In the United States, The Wall Street Journal's U.S. version surpassed USA Today to grab the bragging rights that it was top-circulation daily in 2009, although both papers make generous use of heavily subsidized hotel copies in boosting their overall numbers.

The reports this week were just the latest to hit Murdoch's media empire. In July, longtime Murdoch executive Les Hinton resigned as chief executive of Dow Jones and publisher of The Wall Street Journal. Hinton was forced out because he was formerly chairman of News International, the U.K. unit of News Corp. that is embroiled in a U.K. telephone hacking scandal and is also suspected of bribing U.K. police officers.

Hinton has said he knew nothing about illegal activity at Murdoch's News of the World tabloid in Britain, which was shut down this summer as the scandal grew.
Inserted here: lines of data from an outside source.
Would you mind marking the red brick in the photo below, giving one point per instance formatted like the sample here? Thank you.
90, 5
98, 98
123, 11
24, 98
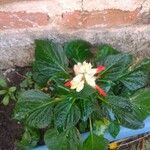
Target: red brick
17, 20
108, 18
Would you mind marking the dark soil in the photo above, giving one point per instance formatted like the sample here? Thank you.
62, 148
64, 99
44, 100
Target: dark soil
10, 130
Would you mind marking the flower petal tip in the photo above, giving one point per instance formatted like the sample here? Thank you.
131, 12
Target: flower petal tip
100, 68
67, 84
101, 91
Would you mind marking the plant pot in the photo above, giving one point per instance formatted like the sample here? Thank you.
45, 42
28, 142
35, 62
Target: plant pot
124, 133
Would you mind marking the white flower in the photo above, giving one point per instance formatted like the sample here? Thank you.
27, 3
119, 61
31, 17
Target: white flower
85, 74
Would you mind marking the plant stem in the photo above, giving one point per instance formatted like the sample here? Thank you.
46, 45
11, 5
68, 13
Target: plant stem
91, 128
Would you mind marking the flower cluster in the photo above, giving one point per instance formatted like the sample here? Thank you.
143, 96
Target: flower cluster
84, 73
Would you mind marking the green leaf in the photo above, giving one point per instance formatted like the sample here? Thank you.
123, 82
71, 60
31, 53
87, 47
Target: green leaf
50, 61
94, 142
141, 102
67, 140
104, 51
67, 114
129, 120
78, 50
86, 92
116, 65
144, 65
117, 102
29, 139
124, 112
5, 100
2, 92
87, 107
35, 107
114, 129
134, 80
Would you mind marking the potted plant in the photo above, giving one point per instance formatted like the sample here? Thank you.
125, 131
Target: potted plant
83, 88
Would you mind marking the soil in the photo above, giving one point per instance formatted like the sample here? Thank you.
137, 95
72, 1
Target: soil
10, 130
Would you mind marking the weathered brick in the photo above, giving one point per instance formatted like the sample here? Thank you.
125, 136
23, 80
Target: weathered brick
106, 18
17, 20
129, 5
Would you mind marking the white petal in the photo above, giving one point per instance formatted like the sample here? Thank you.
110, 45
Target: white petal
91, 72
78, 78
90, 80
87, 66
80, 86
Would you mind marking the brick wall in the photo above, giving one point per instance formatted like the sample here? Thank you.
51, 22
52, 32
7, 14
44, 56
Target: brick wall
121, 23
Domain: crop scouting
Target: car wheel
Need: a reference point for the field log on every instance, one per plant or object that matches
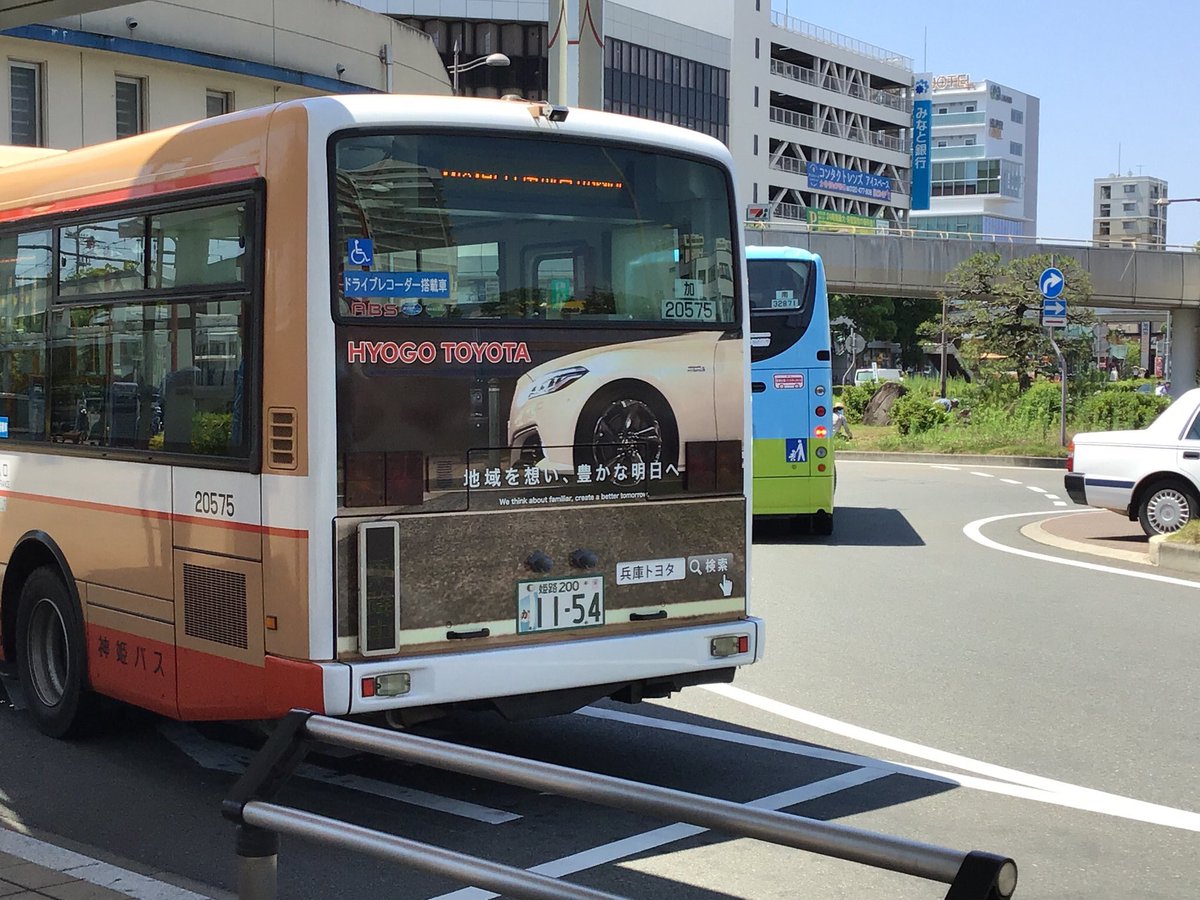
(1167, 507)
(52, 655)
(625, 425)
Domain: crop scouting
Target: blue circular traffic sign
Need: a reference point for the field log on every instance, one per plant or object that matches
(1051, 282)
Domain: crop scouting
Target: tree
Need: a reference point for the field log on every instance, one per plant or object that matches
(995, 311)
(883, 318)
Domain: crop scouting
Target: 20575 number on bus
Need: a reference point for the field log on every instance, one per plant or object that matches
(559, 604)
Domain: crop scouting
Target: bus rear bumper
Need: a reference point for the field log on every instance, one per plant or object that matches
(625, 664)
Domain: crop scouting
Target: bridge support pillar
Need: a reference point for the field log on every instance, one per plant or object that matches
(1185, 346)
In the United States, authorities are investigating whether those alleged bribes will run afoul of the Foreign Corrupt Practices Act, which can result in hundreds of millions of dollars in fines despite activity occurring abroad.

The controversy comes ahead of News Corp.'s annual shareholders meeting in Los Angeles on Oct. 21, where Murdoch, 80, could face shareholders with small stakes for the first time since the hacking scandal broke this summer.

Despite calls this week for Murdoch to be voted out by a prominent shareholder advisory firm, Institutional Shareholder Services, he is likely to survive criticism because he controls 40 percent of the voting shares, with solid backers giving him a near-majority.

On Wednesday, News Corp.'s widely traded Class A shares rose 28 cents, or 1.7 percent, to close at $17.09, buoyed in part by a $5 billion share buyback plan put in place after the crisis that is now about a third complete.